- Location: 13°06′30″N 12°30′33″E﻿ / ﻿13.1082°N 12.5093°E Damasak, Nigeria
- Date: November 24, 2014– March 17, 2015
- Attack type: Massacre
- Deaths: 400
- Perpetrators: Boko Haram

= Damasak massacre =

Series of massacres and executions in Damask, Nigeria

The Damasak massacre was a series of massacres and mass execution committed by Boko Haram in the city of Damasak, Nigeria.

==Attack==
On 24 November 2014, Boko Haram invaded and captured the city of Damasak, Nigeria in retaliation for civilians joining self-defense groups. The inhabitants of the city fled the advancing Boko haram jihadists. About 3,000 civilians left the city and fled to neighboring Niger. They crossed the Yobe River bordering the two countries on the boat, many civilians died attempting to swim across the Yobe river. Boko Haram started hunting down people fleeing the city and killing them, by the end of the attack estimated 50 people had been killed.

==Occupation==
Boko haram occupied the town for four months, during that four months Boko haram committed several mass executions in and around the city of Damasak. Seventy to one hundred people were killed, with some being beheaded under a concrete bridge leading out of the city. Hundreds more were killed in the dried-up river bank and other parts of the town.
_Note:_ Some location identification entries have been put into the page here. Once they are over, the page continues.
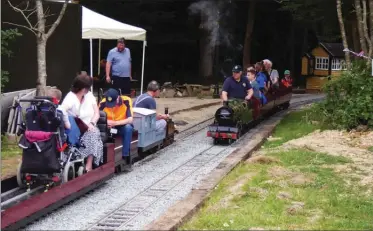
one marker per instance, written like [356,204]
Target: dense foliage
[7,36]
[349,99]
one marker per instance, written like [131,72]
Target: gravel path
[84,212]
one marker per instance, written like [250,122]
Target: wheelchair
[48,158]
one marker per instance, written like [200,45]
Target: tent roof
[97,26]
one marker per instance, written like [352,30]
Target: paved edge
[183,210]
[197,107]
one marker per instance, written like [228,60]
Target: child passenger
[287,81]
[256,100]
[56,94]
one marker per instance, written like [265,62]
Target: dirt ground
[353,145]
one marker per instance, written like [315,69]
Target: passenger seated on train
[261,78]
[258,95]
[236,86]
[119,115]
[287,81]
[56,95]
[147,101]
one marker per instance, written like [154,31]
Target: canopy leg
[143,64]
[91,61]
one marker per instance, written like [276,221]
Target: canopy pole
[143,64]
[91,60]
[99,57]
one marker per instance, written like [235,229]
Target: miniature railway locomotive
[226,125]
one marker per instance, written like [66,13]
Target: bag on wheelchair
[43,138]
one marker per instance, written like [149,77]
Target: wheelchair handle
[35,101]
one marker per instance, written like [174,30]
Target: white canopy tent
[97,26]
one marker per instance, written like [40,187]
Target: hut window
[338,64]
[343,64]
[322,63]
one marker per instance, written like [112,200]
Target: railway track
[124,218]
[128,214]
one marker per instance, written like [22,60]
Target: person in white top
[273,73]
[81,103]
[57,95]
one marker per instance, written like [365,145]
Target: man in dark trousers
[120,66]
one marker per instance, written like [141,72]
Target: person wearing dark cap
[147,101]
[237,86]
[119,115]
[118,63]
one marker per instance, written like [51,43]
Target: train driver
[237,86]
[147,101]
[119,115]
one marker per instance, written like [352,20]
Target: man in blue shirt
[147,100]
[119,65]
[236,86]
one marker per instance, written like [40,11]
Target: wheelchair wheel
[20,176]
[68,172]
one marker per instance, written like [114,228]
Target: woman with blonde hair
[81,103]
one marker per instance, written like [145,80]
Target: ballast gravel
[87,210]
[118,190]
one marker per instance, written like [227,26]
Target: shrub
[7,36]
[349,98]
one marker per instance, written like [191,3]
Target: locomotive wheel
[68,172]
[286,105]
[20,176]
[80,171]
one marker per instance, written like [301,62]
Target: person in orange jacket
[119,114]
[287,81]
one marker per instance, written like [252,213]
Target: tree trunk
[343,32]
[292,49]
[359,18]
[370,54]
[355,35]
[41,82]
[366,30]
[206,53]
[249,31]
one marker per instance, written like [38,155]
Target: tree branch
[359,18]
[343,32]
[30,27]
[22,26]
[371,26]
[57,22]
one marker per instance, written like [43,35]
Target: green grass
[294,125]
[329,202]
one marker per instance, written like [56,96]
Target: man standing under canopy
[119,65]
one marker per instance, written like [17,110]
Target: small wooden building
[325,61]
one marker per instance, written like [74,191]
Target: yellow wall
[304,66]
[319,52]
[316,83]
[336,73]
By the end of the occupation on 17 March 2015, 400 civilians had been executed by Boko haram.

==Liberation==

On 17 March 2015, the Nigerien and Chadian armies launch an operation to recapture the city of Damasak. Over 2,000 Nigerian and Chadian soldiers attacked the city and recaptured it. the battle left multiple Boko haram vehicles destroyed and 228 Boko haram fighters dead.